Sous pression de la communauté internationale, Burhan a partiellement fait marche arrière, en novembre dernier, et réinstallé Hamdok à la tête d’un gouvernement de technocrates. Les États-Unis et d’autres puissances occidentales s’en étaient félicités, mais la situation n’a pas tardé à se dégrader, les manifestants pro-démocratie ayant rejeté le nouvel accord de partage du pouvoir conclu le 21 novembre et le Premier ministre se retrouvant dans une position intenable.
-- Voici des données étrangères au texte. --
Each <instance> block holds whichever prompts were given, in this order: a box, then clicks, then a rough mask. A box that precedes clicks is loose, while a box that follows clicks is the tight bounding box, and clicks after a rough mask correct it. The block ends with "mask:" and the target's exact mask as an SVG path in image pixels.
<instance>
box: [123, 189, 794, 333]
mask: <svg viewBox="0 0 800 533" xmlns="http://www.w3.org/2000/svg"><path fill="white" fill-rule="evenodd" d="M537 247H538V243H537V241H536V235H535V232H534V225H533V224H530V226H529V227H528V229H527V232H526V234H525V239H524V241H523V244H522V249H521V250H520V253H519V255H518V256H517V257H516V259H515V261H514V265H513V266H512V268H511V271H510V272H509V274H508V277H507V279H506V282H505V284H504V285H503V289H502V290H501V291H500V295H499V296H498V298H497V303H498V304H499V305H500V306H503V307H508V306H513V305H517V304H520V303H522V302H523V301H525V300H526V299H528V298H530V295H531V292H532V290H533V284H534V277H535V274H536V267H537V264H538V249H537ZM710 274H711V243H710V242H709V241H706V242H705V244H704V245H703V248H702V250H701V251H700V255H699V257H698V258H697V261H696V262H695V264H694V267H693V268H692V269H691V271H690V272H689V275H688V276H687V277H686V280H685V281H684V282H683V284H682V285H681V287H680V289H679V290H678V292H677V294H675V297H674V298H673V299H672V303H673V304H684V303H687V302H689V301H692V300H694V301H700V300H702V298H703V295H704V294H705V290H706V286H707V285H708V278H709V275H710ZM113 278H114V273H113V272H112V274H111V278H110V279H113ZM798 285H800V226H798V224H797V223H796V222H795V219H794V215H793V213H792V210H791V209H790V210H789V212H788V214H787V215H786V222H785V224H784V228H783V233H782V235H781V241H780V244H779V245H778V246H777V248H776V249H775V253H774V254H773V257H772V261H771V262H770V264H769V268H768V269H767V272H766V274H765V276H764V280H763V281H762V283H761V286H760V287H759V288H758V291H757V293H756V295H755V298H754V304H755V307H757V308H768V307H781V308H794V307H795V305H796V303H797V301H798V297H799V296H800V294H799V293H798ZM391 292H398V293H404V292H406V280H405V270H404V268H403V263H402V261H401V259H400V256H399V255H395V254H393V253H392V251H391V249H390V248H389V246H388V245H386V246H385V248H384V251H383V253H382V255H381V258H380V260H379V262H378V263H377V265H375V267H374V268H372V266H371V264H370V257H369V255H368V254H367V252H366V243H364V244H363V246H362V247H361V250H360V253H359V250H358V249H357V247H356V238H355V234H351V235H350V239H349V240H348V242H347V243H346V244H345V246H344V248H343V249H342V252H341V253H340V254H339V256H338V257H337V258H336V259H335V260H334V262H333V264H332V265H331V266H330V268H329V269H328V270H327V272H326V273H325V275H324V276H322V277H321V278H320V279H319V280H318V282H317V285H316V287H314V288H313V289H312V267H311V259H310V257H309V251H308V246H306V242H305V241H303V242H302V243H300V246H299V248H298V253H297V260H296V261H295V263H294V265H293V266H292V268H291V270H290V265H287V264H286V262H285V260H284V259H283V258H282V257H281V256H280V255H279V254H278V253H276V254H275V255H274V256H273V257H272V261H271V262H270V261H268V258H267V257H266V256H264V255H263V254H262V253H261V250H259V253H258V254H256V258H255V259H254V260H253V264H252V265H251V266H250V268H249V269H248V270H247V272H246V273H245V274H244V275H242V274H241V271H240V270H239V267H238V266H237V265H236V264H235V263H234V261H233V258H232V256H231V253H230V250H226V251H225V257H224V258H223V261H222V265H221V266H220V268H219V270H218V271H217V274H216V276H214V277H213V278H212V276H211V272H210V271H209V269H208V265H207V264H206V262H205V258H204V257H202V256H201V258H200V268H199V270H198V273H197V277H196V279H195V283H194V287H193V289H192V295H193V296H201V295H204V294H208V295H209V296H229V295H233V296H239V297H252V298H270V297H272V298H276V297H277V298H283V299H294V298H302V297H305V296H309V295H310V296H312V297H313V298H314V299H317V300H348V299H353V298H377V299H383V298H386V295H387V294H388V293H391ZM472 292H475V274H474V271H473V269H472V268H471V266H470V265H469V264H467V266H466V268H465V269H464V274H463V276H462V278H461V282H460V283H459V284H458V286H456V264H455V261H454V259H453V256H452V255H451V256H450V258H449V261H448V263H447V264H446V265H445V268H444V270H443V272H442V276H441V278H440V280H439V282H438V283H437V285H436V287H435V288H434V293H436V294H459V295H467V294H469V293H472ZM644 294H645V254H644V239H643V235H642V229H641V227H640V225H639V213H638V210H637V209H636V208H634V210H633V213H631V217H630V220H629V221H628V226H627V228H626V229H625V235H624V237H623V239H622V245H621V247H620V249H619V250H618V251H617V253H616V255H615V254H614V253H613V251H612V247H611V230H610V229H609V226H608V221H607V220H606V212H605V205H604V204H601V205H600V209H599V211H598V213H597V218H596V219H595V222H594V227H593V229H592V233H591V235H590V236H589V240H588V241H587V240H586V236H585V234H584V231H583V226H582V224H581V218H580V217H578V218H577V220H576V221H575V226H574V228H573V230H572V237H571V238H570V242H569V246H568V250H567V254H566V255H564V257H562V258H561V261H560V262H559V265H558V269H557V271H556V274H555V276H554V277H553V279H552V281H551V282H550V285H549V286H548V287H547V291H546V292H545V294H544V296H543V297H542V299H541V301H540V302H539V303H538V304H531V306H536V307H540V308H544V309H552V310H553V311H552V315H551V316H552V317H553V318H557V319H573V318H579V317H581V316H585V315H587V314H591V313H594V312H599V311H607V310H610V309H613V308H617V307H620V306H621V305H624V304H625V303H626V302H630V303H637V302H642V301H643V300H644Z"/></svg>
Dans leur déclaration commune du 4 janvier, la troïka et l’Union européenne ont appelé Khartoum à éviter toute « action unilatérale visant à nommer un nouveau Premier ministre et un nouveau gouvernement », arguant que cela « porterait atteinte à la crédibilité des institutions et risquerait de plonger le pays dans la guerre ». Ils préviennent aussi qu’ils ne soutiendront pas « un Premier ministre ou un gouvernement nommés sans la participation d’un large éventail de parties prenantes civiles ».

Les États-Unis devraient « aller au-delà des simples déclarations et peser de tout leur poids pour aider le mouvement démocratique par des moyens tangibles et significatifs qui feront pencher la balance en faveur des manifestants », préconise Cameron Hudson. Lui souhaite même rediriger une partie de l’aide financière désormais gelée vers les comités de résistance et les comités de quartier « pour les aider à mieux s’organiser, à communiquer et à élaborer leur propre programme politique ».